Substitute the value of $r = 4\;{\rm{cm}}$ in ${\rm{Circumference}}\;{\rm{ = }}\;{\rm{2}}\pi {\rm{r}}$ to find the value of circumference of the watch.
$
{\rm{Circumference}}\;{\rm{ = }}\;{\rm{2}}\pi {\rm{r}}\\
\Rightarrow{\rm{ = 2}}\left( {\dfrac{{22}}{7}} \right)\left( 4 \right)\\
\Rightarrow \dfrac{{176}}{7}\\
\Rightarrow \approx 25.14\;{\rm{cm}}
$
The time taken by the second hand of the watch to complete one round is $t = 60\;\sec $.
Substitute the value ${\rm{Circumference}} \approx 25.14\;{\rm{cm}}$ and the value of time $t = 60\;\sec $ in the formula ${\rm{Speed}}\;{\rm{ = }}\;\dfrac{{{\rm{Circumference}}}}{{{\rm{time}}}}$ to obtain the value of speed of the tip of the second hand.

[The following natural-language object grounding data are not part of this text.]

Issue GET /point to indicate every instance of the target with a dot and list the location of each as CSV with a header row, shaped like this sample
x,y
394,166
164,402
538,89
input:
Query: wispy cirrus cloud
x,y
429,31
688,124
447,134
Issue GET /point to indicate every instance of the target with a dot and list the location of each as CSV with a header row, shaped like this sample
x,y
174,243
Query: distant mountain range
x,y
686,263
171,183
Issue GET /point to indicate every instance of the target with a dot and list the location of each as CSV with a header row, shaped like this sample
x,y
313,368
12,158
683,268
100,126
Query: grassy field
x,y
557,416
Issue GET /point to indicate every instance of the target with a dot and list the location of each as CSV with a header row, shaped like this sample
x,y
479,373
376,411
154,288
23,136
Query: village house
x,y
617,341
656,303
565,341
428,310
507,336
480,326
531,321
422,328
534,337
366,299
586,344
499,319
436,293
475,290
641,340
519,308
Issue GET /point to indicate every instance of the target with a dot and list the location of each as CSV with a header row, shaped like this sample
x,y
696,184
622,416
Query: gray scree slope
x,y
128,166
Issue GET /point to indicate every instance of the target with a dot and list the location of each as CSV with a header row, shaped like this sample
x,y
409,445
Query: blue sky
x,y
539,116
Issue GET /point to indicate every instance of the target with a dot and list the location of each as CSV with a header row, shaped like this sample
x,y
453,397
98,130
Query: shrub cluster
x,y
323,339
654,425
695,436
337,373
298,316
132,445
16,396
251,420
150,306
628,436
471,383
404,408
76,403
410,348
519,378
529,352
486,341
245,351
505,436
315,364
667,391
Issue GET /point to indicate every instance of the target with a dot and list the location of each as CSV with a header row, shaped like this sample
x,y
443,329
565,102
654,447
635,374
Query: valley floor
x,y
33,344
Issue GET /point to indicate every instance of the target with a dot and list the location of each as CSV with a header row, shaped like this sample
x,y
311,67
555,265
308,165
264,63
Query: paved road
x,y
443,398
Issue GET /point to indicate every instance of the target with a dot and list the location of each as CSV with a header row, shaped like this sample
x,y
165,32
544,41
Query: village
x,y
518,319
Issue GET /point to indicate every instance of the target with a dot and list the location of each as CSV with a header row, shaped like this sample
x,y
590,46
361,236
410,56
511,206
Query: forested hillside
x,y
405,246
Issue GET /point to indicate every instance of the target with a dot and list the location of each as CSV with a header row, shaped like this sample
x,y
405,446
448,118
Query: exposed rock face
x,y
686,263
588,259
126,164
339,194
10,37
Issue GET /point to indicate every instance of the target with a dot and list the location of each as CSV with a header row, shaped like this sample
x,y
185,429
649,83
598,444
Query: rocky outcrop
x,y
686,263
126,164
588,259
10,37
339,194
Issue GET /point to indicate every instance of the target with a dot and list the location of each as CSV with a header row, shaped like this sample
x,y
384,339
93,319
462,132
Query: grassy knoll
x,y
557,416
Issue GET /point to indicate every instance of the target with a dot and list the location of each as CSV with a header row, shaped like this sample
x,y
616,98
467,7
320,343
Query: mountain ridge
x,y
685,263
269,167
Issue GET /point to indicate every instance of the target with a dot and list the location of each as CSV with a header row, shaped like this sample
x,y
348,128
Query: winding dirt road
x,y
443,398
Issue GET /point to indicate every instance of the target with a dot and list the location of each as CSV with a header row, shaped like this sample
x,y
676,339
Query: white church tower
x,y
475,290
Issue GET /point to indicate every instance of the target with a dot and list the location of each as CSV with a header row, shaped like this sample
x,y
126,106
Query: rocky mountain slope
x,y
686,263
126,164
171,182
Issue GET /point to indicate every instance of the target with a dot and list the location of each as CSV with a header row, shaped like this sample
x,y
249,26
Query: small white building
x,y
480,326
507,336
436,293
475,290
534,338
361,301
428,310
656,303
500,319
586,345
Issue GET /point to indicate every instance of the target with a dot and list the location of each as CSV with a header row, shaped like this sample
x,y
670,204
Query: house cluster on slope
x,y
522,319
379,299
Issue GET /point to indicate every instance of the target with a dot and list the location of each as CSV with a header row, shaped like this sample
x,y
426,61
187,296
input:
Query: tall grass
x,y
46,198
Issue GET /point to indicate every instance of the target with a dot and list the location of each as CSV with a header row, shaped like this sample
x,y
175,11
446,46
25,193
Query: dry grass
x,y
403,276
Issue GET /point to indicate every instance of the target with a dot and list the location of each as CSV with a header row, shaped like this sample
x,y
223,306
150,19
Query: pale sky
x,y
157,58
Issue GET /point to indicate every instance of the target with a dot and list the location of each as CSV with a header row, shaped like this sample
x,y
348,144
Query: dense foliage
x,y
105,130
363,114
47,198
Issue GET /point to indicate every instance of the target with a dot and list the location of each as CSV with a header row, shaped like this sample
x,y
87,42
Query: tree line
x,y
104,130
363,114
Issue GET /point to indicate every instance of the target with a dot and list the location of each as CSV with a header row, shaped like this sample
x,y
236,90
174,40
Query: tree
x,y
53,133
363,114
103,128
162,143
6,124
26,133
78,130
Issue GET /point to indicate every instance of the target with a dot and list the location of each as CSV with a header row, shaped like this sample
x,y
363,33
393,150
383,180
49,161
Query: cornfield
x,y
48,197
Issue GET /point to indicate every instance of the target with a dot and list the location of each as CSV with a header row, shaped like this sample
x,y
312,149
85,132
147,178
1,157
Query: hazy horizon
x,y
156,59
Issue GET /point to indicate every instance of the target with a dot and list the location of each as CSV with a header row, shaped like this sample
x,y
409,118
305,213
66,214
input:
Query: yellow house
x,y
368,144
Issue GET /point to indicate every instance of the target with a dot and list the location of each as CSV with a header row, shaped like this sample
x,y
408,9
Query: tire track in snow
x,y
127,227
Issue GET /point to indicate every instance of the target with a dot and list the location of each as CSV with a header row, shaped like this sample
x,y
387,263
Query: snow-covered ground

$Speed = \dfrac{Circumference}{time}$
$\Rightarrow$ $\dfrac{25.14}{60}$
$\Rightarrow$ $\approx 0.42\,cm$

Therefore, the option (C) is the correct answer that is $0.42{{{\rm{cm}}} {\left/
 { {{{\rm{cm}}} {\rm{s}}}} \right.
 } {\rm{s}}}$.

Note: Remember that the tip of the second hand is on the circumference of the clock so the speed of the tip of the second hand is equal to the circumferential speed. The speed of the different hands of the clock are different because the speed depends on the time taken to complete one complete revolution of the clock by that respective hand of the clock. For example the time taken to complete one revolution by the second hand is $60\;{\rm{sec}}$ and for the minute hand is $3600\;{\rm{sec}}$ whereas for the hour hand is equal to the $43200\;\sec $.